Emmanuel Levinas, Autrement qu’être

Introduction
1 Sur les rives du communautarisme et du libéralisme on trouve des pensées qui sont à
la fois contradictoires et indispensables. Le libéralisme est purement formel, il prête
principalement son attention aux normes, alors que le communautarisme est
substantiel nous rappelant que la justice et les relations sociales dépendent de
conceptions partagées. Cette idée se retrouve dans le raisonnement d’Aristote lorsqu’il
affirme que la communauté préexiste (totalité originelle et naturelle) à l’individu
puisque celui-ci se forme en elle et passe par un processus de socialisation de ses
valeurs. Pour les communautaristes, comme pour Aristote, la justice au sein de la
communauté ne peut être comprise qu’en incorporant les conceptions substantielles du
collectif liées à sa propre définition du bien commun.
2 Le libéralisme, au contraire, affirme que toutes les conceptions substantielles
concernant le bien doivent être exclues puisqu’elles interdisent l’impartialité qui est le
principe fondamental de la justice. La justice ne peut pas être partialisée.

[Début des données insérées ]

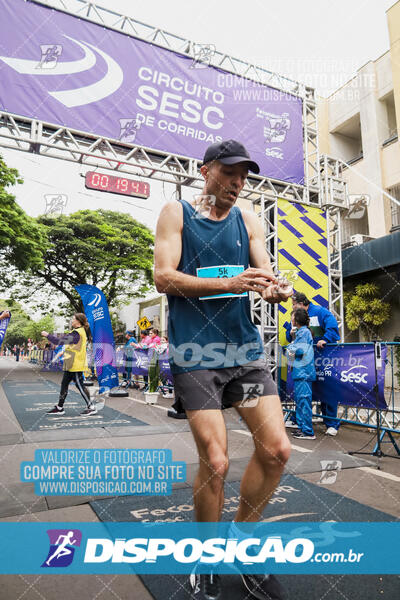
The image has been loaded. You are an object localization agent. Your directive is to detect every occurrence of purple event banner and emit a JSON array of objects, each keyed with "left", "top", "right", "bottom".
[{"left": 0, "top": 0, "right": 304, "bottom": 184}]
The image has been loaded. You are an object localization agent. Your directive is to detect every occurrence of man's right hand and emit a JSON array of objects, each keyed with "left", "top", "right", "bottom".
[{"left": 227, "top": 267, "right": 278, "bottom": 294}]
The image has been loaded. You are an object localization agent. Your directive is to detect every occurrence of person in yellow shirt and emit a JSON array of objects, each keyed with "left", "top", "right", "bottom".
[{"left": 42, "top": 313, "right": 97, "bottom": 417}]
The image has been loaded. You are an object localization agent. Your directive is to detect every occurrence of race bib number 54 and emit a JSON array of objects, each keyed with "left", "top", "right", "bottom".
[{"left": 197, "top": 265, "right": 247, "bottom": 300}]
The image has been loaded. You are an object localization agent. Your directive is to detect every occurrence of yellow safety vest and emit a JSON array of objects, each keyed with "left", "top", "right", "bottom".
[{"left": 64, "top": 327, "right": 87, "bottom": 372}]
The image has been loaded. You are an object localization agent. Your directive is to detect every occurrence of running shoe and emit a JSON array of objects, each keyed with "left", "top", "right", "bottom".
[
  {"left": 290, "top": 428, "right": 301, "bottom": 437},
  {"left": 325, "top": 427, "right": 337, "bottom": 437},
  {"left": 81, "top": 406, "right": 97, "bottom": 417},
  {"left": 240, "top": 573, "right": 286, "bottom": 600},
  {"left": 46, "top": 404, "right": 65, "bottom": 415},
  {"left": 189, "top": 573, "right": 221, "bottom": 600},
  {"left": 293, "top": 431, "right": 316, "bottom": 440}
]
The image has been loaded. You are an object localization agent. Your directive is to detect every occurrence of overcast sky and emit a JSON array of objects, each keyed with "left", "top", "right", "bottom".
[{"left": 0, "top": 0, "right": 394, "bottom": 228}]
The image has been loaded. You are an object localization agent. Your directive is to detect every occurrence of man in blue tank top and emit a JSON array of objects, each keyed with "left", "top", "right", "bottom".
[{"left": 154, "top": 140, "right": 292, "bottom": 600}]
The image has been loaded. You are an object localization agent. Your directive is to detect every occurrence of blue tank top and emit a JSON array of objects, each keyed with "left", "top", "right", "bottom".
[{"left": 167, "top": 200, "right": 264, "bottom": 374}]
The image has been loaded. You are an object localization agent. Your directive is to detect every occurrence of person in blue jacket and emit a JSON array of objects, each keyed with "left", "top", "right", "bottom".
[
  {"left": 122, "top": 331, "right": 139, "bottom": 389},
  {"left": 287, "top": 308, "right": 316, "bottom": 440},
  {"left": 284, "top": 292, "right": 340, "bottom": 436}
]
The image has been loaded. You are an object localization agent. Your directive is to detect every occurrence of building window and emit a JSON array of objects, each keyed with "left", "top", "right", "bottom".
[
  {"left": 330, "top": 114, "right": 363, "bottom": 164},
  {"left": 381, "top": 91, "right": 397, "bottom": 146},
  {"left": 388, "top": 184, "right": 400, "bottom": 232}
]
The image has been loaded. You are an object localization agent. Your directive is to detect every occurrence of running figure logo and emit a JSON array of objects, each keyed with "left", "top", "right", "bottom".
[
  {"left": 119, "top": 117, "right": 142, "bottom": 144},
  {"left": 239, "top": 383, "right": 264, "bottom": 407},
  {"left": 36, "top": 44, "right": 62, "bottom": 69},
  {"left": 42, "top": 529, "right": 82, "bottom": 567}
]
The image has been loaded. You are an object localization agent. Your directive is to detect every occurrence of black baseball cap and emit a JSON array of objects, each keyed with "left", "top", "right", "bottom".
[{"left": 203, "top": 140, "right": 260, "bottom": 174}]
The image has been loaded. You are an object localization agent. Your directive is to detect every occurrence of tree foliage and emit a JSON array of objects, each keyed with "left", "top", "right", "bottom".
[
  {"left": 344, "top": 283, "right": 390, "bottom": 340},
  {"left": 0, "top": 299, "right": 54, "bottom": 347},
  {"left": 0, "top": 156, "right": 46, "bottom": 270},
  {"left": 1, "top": 210, "right": 154, "bottom": 313}
]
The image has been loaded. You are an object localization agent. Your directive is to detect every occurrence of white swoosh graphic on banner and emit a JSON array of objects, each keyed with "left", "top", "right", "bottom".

Elle doit
fonctionner selon des procédures formelles qui doivent rester indifférentes aux
particularismes des sujets qui y sont soumis. C’est pour cela que le courant libéral est
souvent qualifié de procédural dans la mesure où il considère que la justice ne peut être
rendue qu’au travers de procédures impartiales et justes. Les libéraux insistent sur
l’importance de la formalité, l’égalité et l’impartialité pour défendre les droits de
l’homme. En résumé, nous pouvons écrire que, d’un côté, nous avons le libéralisme
dont la proposition de justice est formulée d’après l’impartialité et la formalité tandis
que le communautarisme insiste sur la pluralité des conceptions du juste et la diversité
des idées sur ce qu’est le bien.
3 Le désaccord entre ces deux tendances peut également être appréhendé depuis les
relations que maintiennent l’universalisme et le particularisme. Bien que ces deux
concepts soient, d’un certain point de vue, excluant, il existe un jeu de vases
communicants entre eux. Si l’on parie pour l’universalité, si toutes les différences
doivent être gommées, on peut se demander comment rendre justice lorsque les
différences sont négligées car il semble que la caractéristique propre de la justice est de
prêter une attention toute particulière à la singularité des situations. Mais d’un autre
côté, comme nous l’avons vu, la prise en compte des particularités et de la singularité
des situations nous feraient perdre de vue le facteur de l’impartialité. C’est cette
problématique que nous avons souhaité traiter dans les pages qui suivent en essayant
de comprendre ce que fait un juge dans l’exercice de ses fonctions.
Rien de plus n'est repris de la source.